Many of the dogs in Palestine were wild and free-roaming. Menzel, who coined the term Canaan Dogs to describe them, bred and trained them. She discovered that some of these so-called “pariah dogs” can be loyal, intelligent, resourceful, and forgiving.

During World War II, Menzel worked with the British and equipped them with dogs to track down the mines that the Germans had laid in North Africa. But she made them promise never to use the animals against the Jews in Palestine, which is still under British control.

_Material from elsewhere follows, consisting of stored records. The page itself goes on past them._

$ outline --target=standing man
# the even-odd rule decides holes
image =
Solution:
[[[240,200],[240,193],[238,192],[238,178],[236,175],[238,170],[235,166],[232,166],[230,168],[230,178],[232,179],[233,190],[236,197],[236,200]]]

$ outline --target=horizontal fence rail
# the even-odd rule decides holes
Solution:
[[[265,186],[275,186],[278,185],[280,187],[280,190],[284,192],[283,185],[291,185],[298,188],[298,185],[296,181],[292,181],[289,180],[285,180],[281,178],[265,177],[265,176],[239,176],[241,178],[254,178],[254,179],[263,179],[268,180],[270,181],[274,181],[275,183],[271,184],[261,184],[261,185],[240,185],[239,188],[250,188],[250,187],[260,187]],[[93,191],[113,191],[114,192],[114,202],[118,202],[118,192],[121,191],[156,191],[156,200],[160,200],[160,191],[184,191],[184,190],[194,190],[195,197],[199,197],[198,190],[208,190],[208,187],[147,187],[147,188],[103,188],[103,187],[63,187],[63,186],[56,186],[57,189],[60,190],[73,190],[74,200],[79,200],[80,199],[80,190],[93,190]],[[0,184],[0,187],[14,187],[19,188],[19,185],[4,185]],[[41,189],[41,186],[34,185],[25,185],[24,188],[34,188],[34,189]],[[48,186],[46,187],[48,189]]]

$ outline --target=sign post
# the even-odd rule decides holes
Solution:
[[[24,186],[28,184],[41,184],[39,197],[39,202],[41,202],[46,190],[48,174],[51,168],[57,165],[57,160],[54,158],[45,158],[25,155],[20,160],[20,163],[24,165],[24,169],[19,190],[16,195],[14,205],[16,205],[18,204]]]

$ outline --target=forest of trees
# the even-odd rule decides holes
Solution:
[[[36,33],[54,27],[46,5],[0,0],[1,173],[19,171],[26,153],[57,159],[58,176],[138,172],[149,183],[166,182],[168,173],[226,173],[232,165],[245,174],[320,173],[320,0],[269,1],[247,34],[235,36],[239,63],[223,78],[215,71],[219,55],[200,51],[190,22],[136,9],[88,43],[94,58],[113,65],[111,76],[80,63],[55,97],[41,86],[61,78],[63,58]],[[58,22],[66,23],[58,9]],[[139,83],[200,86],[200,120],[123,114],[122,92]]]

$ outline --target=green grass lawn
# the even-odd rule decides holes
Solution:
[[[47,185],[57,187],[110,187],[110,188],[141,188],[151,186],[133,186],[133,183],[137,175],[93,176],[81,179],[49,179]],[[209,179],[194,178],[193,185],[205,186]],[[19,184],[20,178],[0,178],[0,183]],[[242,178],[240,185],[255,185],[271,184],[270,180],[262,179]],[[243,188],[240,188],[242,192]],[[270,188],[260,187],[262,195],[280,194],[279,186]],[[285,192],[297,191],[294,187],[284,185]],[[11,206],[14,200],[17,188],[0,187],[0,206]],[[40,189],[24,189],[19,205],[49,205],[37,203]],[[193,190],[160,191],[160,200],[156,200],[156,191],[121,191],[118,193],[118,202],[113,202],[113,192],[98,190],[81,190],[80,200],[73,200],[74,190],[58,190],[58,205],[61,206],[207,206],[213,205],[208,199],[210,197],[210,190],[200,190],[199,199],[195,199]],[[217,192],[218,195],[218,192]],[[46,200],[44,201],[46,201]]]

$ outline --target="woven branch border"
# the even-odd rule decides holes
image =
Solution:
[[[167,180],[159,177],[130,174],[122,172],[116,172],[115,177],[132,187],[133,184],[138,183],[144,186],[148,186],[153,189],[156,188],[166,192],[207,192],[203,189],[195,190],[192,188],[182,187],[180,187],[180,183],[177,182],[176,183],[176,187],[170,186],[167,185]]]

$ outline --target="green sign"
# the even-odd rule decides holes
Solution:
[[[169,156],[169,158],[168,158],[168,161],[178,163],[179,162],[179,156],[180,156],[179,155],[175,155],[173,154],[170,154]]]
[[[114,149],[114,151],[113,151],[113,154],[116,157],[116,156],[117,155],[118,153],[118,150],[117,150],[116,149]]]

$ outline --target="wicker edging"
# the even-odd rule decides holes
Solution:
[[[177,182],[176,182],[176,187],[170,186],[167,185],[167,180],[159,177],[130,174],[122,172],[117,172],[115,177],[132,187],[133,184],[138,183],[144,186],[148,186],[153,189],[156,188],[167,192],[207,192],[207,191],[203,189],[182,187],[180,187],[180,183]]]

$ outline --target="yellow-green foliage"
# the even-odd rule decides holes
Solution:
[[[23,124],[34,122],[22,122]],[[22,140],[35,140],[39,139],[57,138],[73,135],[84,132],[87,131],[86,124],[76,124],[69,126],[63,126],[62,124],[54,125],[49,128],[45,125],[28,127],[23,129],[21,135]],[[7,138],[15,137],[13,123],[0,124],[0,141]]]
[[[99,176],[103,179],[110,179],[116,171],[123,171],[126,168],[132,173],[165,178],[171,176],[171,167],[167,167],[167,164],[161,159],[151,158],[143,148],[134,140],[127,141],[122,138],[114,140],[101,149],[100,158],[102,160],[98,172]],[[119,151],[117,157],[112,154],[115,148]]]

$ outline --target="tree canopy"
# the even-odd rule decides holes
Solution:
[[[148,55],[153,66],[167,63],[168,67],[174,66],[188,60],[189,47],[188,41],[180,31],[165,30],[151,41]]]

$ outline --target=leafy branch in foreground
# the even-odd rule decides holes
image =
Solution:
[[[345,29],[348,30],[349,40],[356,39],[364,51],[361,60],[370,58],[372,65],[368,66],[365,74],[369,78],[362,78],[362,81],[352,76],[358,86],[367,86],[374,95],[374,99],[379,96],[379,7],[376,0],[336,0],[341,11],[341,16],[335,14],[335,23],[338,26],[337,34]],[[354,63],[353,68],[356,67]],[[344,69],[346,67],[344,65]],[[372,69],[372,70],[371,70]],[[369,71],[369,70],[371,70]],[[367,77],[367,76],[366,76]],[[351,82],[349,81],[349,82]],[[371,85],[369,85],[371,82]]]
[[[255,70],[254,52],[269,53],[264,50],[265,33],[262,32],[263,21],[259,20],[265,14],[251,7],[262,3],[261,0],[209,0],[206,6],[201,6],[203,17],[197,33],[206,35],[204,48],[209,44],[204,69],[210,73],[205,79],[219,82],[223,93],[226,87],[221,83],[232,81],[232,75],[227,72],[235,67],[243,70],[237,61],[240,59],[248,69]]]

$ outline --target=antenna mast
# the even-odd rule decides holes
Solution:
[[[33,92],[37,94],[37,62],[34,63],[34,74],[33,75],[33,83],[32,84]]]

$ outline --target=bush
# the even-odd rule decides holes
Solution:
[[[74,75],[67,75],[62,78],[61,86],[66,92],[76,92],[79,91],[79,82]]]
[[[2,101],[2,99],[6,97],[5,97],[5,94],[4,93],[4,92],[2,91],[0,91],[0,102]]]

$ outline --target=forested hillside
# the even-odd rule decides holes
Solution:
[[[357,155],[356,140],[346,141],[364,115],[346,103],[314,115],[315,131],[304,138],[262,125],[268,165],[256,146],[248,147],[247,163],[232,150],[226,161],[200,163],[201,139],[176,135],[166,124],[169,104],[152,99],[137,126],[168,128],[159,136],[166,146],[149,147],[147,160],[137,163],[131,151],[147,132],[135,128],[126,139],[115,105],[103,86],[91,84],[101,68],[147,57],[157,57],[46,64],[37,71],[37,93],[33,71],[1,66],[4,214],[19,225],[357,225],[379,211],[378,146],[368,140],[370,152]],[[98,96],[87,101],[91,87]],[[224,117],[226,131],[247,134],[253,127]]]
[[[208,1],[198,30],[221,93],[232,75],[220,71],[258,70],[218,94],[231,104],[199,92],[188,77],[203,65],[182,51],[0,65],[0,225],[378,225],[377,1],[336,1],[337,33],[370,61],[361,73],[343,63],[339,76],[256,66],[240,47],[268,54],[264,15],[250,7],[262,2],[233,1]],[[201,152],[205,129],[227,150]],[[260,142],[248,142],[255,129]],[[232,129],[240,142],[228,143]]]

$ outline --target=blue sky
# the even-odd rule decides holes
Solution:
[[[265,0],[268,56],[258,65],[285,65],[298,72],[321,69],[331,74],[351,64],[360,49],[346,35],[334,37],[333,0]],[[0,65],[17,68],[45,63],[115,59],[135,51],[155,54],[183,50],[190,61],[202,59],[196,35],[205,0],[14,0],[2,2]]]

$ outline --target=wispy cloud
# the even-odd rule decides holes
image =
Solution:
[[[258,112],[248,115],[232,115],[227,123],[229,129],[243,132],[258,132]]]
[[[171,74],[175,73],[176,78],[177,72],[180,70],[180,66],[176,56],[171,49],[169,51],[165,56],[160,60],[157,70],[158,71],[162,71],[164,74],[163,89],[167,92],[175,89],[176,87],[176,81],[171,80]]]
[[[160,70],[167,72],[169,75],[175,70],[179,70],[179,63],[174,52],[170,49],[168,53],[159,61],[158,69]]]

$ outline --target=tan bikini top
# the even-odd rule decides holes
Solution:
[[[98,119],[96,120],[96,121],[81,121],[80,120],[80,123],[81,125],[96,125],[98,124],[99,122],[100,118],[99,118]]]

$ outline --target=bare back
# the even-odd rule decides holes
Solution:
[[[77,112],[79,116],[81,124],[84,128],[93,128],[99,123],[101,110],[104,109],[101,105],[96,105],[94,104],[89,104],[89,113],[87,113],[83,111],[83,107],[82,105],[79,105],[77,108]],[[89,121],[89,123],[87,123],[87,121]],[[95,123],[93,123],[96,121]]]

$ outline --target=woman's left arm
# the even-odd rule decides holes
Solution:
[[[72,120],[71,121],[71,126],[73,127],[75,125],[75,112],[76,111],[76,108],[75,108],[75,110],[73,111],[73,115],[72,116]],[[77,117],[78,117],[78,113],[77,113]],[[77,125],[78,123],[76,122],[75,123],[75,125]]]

Menzel’s dogs were also used to track down invaders and patrol Jewish lands to protect themselves from the Palestinians fighting Zionist settlers. When war broke out against surrounding Arab nations in 1948, their dogs were used by the Haganah, the main Zionist military organization. They carried messages by following scent trails laid between command centers and soldiers in the field. They also carried medical supplies and ammunition in saddles on their backs.

Columns of military dogs marched through the streets of Haifa and Tel Aviv in the 1949 Victory Parades.

Dogs “were tools that built the country no less than the plough, the tractor, the gun, and the water tower,” Menzel later wrote.

A change of focus

In the early 1950s, Menzel radically shifted the focus of her work and began training guide dogs for the blind. She founded the Israel Institute for Orientation and Mobility of the Blind, the first guide dog institute in the Middle East, and conducted extensive research into the mobility needs of the visually impaired in Israel.

Menzel’s death went largely unnoticed, and her contributions to cynology were all but forgotten. This may be due to sexism or the fact that most of her scientific work has never been translated into English and has not found a wider audience.

Kahn sees her book as an important first step in rescuing Rudolphina Menzel from oblivion.